With today’s increased emphasis on corporate social responsibility and community investment, global expansion requires soft skills – that is, the ability to build fruitful relationships with all stakeholders. To this end, one of Fabela’s proudest accomplishments is enabling Bangladeshi farmers to track market trends through their mobile devices and better manage their supply chain.
5. Find mentors to guide and inspire
When asked to describe the primary obstacles he encountered when transitioning to a multinational corporation (MNC), Fabela laughed.
“It’s a gigantic list,” he said. “We faced everything from regulatory and market shareholder issues to financial issues. We faced crises such as the 1998 financial crisis where we lost 60 to 70 percent of our cash overnight; we faced threats of our license being taken away; we faced the risk of our market being [overrun] by a competitor with very aggressive pricing.”
Although he serves as a mentor for Global Growth Companies, Fabela admitted that he did not have any mentors of his own when starting out.
“It was very much make it up as you go.” Although trial and error worked in Fabela’s favor, he acknowledged the value of soliciting advice from people with more experience and forging mutually beneficial partnerships with companies that have similar goals.
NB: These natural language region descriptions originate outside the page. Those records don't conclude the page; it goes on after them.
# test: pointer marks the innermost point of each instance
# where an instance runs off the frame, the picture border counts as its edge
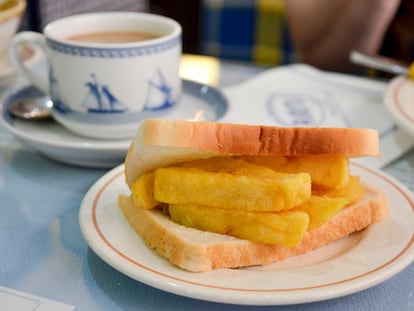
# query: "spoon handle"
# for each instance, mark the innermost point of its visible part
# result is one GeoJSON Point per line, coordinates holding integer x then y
{"type": "Point", "coordinates": [378, 62]}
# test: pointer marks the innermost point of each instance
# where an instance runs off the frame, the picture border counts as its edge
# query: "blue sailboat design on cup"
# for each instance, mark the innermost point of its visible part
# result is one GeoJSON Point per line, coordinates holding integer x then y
{"type": "Point", "coordinates": [160, 94]}
{"type": "Point", "coordinates": [100, 99]}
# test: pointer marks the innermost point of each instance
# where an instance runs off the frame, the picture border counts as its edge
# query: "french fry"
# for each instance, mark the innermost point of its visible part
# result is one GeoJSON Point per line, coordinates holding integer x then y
{"type": "Point", "coordinates": [178, 185]}
{"type": "Point", "coordinates": [282, 228]}
{"type": "Point", "coordinates": [325, 171]}
{"type": "Point", "coordinates": [353, 191]}
{"type": "Point", "coordinates": [321, 209]}
{"type": "Point", "coordinates": [142, 191]}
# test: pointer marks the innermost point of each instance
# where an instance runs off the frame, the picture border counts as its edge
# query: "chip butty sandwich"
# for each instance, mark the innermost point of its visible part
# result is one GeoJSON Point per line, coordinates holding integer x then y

6. Balance global and local
VimpelCom currently covers a population of 753 million with nearly $6 billion in quarterly revenue and operations in 17 different companies. At first, expansion feels golden; however, as many corporate leaders alluded to at WEF, exponential growth presents its own challenges.
As an MNC, VimpelCom pursues a decentralized model in order to preserve the startup atmosphere and adapt to a changing cultural landscape. “When we decided to go global, we set up an entirely new headquarters in Amsterdam,” explained Fabela. “Today, to truly be global, you have to be local. Of our 160 people in headquarters, we have 30 different nationalities. That was on purpose. We wanted to have a very diverse company.”
VimpelCom’s challenge of balancing global ambitions and local responsibility corresponds with the WEF session “The Local Multinational,” in which leaders in business and government discussed how enterprises should behave across geopolitical contexts. Lord Nat Wei from the United Kingdom emphasized combining expats and locals in both foreign and home offices, diversifying board members, and partnering with regional governments.
After successfully growing VimpelCom into a multibillion-dollar operation, Fabela recognizes that the time has come to heed Wei’s advice, flip the equation, and anchor his international brand in local tastes, customs, and values.